Golden Lion nominee Lourdes is certainly a film stepped in all religious surroundings and beliefs that you'd expect. The story here, and the camera focuses on wheelchair-bound Christine, (Sylvie Testud, La Vie En Rose, L'Heritage) a MS sufferer who for us will act as our case study as we delve into this world of heightened beliefs and strong wills. Christine, as part of a church excursion has made the pilgrimage to Lourdes, not necessarily for a miraculous cure but as its one of the only ways she gets to go anywhere due to her condition. We follow Christine closely as she and the other pilgrims, each disabled in their own way, take refuge in a cold sterile hotel. When their not sat at there cold formica tables, eating what can only be described as plain but plentiful fare their off on daily outings to see the sights of Lourdes, each hoping to be blessed with a miracle cure for their afflictions.

Austrian director Jessica Hausner's (Lovely Rita, Hotel) beautifully shot, moving, art house picture approaches this religious anomaly at what at first can only be described as an agonisingly slow paced, documentary style story. Refusing to take a stance on whether or not the town really is a spiritual beacon or in fact just a tourist park for devoted followers of the Catholic belief system. When the story shifts towards the miracles that are deemed to have occurred at Lourdes instead of validating or dismissing them Hausner instead focuses on why certain people are 'chosen' and why others aren't and the effects of those around them a how it effects their belief structure. 

Although there is a minor sub plot involving Christine and her assistant both trying to attract one of the young male helpers, the story hardly strays from its main subject.
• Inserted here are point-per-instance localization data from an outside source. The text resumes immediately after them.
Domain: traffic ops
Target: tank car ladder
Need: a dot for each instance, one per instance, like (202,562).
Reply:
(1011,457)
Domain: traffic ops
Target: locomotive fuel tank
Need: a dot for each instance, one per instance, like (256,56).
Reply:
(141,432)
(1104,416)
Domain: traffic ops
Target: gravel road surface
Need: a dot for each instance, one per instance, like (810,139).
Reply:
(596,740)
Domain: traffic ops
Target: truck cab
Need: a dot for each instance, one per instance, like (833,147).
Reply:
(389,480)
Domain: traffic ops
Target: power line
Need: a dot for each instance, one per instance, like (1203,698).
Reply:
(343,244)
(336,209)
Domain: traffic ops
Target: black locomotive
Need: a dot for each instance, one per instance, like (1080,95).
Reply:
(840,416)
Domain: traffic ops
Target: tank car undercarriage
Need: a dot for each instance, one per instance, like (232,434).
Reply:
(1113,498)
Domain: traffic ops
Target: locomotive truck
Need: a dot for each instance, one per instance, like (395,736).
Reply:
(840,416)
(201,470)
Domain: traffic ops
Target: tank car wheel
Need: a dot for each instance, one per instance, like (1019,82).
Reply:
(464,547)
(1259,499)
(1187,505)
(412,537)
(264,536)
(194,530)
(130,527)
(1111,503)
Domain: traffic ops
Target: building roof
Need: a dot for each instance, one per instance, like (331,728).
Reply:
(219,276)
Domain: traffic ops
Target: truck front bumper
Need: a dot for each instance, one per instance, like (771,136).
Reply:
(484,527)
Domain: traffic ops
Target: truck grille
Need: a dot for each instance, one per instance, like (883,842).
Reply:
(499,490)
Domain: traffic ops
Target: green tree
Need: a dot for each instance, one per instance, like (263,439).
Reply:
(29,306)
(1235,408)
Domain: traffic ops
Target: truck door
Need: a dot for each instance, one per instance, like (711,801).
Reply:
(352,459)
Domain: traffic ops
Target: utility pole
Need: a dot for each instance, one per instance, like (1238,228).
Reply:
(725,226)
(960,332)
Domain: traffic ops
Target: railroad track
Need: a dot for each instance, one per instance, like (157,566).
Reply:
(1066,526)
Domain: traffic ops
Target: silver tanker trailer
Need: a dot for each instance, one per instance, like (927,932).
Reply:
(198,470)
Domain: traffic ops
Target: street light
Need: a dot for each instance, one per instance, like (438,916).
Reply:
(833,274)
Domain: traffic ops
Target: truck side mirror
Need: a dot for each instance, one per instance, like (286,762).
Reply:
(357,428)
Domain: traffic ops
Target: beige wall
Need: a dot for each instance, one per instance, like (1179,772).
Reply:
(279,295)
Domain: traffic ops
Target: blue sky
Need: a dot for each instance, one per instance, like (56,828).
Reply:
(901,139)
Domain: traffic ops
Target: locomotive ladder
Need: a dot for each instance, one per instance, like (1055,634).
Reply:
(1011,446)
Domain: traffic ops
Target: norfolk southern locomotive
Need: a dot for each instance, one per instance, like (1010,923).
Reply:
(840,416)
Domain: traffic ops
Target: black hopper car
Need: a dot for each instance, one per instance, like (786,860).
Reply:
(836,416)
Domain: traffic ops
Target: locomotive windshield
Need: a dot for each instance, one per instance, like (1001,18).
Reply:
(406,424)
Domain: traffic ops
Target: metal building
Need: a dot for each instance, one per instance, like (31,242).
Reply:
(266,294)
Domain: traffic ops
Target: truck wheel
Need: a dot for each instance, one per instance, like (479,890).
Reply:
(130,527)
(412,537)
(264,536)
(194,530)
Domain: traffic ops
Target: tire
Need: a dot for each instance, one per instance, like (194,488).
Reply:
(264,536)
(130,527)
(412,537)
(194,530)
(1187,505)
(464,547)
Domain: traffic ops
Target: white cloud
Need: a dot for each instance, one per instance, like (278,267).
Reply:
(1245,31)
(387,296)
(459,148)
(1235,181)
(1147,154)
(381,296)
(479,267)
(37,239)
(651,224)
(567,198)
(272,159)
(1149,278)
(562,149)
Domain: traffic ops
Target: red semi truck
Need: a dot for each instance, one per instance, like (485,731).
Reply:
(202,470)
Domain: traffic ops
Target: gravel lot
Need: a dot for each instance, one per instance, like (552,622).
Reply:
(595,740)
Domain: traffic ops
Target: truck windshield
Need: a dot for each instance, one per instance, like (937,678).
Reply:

With religion being such a difficult subject to tackle when making a film (considering your releasing a piece of work to an unknown audience) Hausner manages to succesfully keep things accurate whilst still implementing some fine comedic moments that shouldn't cause offence or undermine from the serious message that some of the characters are attempting to convey,

Directed with the same voyeuristic approach as her fellow countryman, Michael Haneke, Lourdes is not the religious study that many may believe it to be due to the connotations its name brings. Hausner has instead created a wonderful character study of how beliefs can be heightened or stretched, whether it be the miraculous rehabilitation of a “less pious than she should be” individual or the crushing revelation of the poor health of a devout follower of the church. Lourdes, in conclusion, is a well made character study with some wonderful performances, that given the style of the piece are imperative to make the movie the compelling performance driven vehicle about human beliefs that it is and not just another stale depictions of an otherwise, only mildly interesting phenomenon.

This film though will obviously attract a religious crowd, in fact its scheduled for a screening in Lourdes at one of the sights it was filmed. Many will see Hausners staunch, 'on the fence' stance as a safe guard from any controversy from this audience, but its for more reasons than this, instead it relies on the fact that there is no undeniable proof either way, leaving you with the same situation as most of the pilgrims and their aids, to take what you see and accredit it to your own belief system.